Your Choice of Technology Determines Which Government Spies on You
Recent revelations showed that American companies assisted the NSA in the massive internet surveillance operation made public by former contractor Edward Snowden. Now former head of the CIA Michael Hayden has now said that it “goes without saying” that the Chinese telecom firm Huawei spies for Beijing.
“And, at a minimum, Huawei would have shared with the Chinese state intimate and extensive knowledge of the foreign telecommunications systems it is involved with. I think that goes without saying,” he said.
Mr Hayden made the claim while speaking to the Australian Financial Review. He said that China was involved in unrestricted espionage against western targets, and that Huawei would be sharing information with the state for this purpose.
When asked if the firm represents an unambiguous threat to the national security of the US and Australia he replied “Yes, I believe it does.” He also states that it is his belief that western intelligence agencies already have concrete evidence that the company has engaged in spying activities on behalf of the Chinese government.

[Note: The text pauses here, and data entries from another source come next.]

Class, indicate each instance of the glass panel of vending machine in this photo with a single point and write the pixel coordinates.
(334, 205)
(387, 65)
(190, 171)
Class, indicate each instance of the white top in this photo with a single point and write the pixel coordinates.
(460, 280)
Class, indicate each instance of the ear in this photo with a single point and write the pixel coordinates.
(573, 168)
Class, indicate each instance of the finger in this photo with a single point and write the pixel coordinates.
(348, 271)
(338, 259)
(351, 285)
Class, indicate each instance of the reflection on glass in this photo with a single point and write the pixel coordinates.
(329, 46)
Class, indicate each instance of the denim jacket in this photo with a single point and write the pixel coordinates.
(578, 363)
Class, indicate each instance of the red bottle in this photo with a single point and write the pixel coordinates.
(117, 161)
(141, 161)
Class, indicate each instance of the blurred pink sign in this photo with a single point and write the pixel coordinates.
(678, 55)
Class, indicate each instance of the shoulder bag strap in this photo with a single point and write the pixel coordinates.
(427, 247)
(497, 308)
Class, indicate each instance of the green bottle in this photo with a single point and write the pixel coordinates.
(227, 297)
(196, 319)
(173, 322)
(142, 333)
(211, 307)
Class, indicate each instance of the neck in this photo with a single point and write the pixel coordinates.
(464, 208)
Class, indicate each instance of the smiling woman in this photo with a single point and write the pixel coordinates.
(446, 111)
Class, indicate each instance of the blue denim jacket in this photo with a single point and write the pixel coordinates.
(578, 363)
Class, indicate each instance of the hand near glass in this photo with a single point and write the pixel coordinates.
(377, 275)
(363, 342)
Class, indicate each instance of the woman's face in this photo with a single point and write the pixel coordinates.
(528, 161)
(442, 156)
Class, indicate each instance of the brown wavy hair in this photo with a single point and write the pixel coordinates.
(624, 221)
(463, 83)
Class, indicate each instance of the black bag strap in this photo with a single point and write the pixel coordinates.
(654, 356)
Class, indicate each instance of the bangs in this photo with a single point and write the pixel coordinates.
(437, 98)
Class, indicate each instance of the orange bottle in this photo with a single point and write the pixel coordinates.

Mr Hayden described it as unacceptable for Huawei “to be creating the backbone of the domestic telecommunications network in the United States.”
Huawei has come under fire for working with the Chinese government before, although the company itself denies any connections to state agencies. The US Congress last year called for the company to be excluded from government contracts, and it was also barred from bidding for contracts to build the Australian broadband network.
There is a danger that if technology firms around the world fall under the influence of their government then a new protectionism could emerge, where each country trusts only it own domestic firms and actively excludes companies from ‘untrustworthy’ countries.